VII.	Floodplains - broad, flat valley bottoms adjacent to a stream channel.
	A.	Floodplains are formed by a combination of lateral erosion and deposition of sediments during floods.
	B.	Meandering stream channels migrate with time, because velocity varies across the channel.
		1.	On outside of meander bends: increased velocity --> increased capacity --> erosion of cutbank.
		2.	On inside of meander bends: decreased velocity --> decreased capacity --> deposition of point bar.
		3.	This asymmetrical work across the channel causes meandering streams to migrate laterally across the floodplain and down valley.
				As a meander bend erodes the channel down valley, it can actually cut off another meander.
				a.	Since the gradient is locally steepened where the meander is cutoff, the stream flows through the cutoff and abandons the former channel.
				b.	These leaves behind ox-bow lakes in the floodplain (which gradually fill with sediments during floods to form meander scars).
	C.	During floods, streams rise over the channel banks and spill out onto the adjacent floodplain.
		1.	Since flood waters have high velocity in the stream channel itself, the capacity in the stream channel is increased, and the channel may be eroded during the flood (which, of course, will change channel shape and size).
		2.	The water that spills out of a flooded channel onto the adjacent floodplain drops is velocity abruptly at the channel margin (especially as flood waters recede).
			a.	This produces deposition across the flooded area, adding a layer of sediments to the youthful, fertile soils of the floodplain.
			b.	Floodplain soils are perpetually renewed by nutrient subsidies eroded and dissolved from the surrounding drainage basin.
			c.	At the edge of the channel, where velocity drops most quickly, natural levees often form. These are elevated ridges of sand deposited as stream capacity drops quickly with reduced velocity of flood waters from channel to adjacent floodplain.
VIII.	Flood events
	A.	Floods occur when discharge rises to the point that water overflows the banks of a stream channel.
	B.	On average, streams with floodplains are flooded about once a year.
	C.	Floods, of course, differ in their magnitude, depending on how much water has been added to the drainage basin by precipitation or spring snow melt.
			Floods are rated on their probability of recurrence.
			1.	Severe floods, with high peak discharges are rare. Their probability of recurrence in any given year is low.
			2.	10-year flood has a 10% chance of occurring in any given year, 1000-year flood has a 0.1% chance of occurring in a given year.
			3.	Like all statistics, these are just summaries of probabilities. You can have two 100-year floods within a few years of one another, by chance.

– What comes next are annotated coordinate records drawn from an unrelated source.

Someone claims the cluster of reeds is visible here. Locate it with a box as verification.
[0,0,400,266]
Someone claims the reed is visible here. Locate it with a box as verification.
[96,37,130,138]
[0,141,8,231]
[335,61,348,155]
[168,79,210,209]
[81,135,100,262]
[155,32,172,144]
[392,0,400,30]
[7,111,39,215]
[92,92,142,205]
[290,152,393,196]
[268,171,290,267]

			4.	The Mississippi floods of 1993 were rated as 500- to 1000-yr floods.

IX.	Some concluding observations:
	A.	With time in a drainage basin:
		1.	Irregularities in a longitudinal profile are eroded down.
		2.	Lakes are filled in by deposition. (Lakes are temporary depressions in the earth's surface. Given enough time, they will all fill. But it might take so long that tectonic uplift or some other geologic or climatic event will intervene.)
		3.	Valleys become deeper and wider.
		4.	Surrounding hillsides are eroded into flatter, smoother forms.
	B.	Relationship of peak flood discharge and work accomplished over long time periods:
		1.	Rare floods --> low frequency events --> accomplish much work (redistribution of sediments) per event --> moderate amount of work performed in aggregate over long time period.
		2.	Annual floods --> high frequency event --> moderate work accomplished per event --> many events add up to lots of geomorphic work performed, in aggregate over long time period. These events are the primary shaper of fluvial landforms.
		3.	Normal flow --> accomplishes little work, even accumulated over long time periods
		4.	Result is that geomorphic work occurs in pulses associated with floods. The big floods look most dramatic (greatest short-term sediment redistribution), but annual floods do most work over the long haul.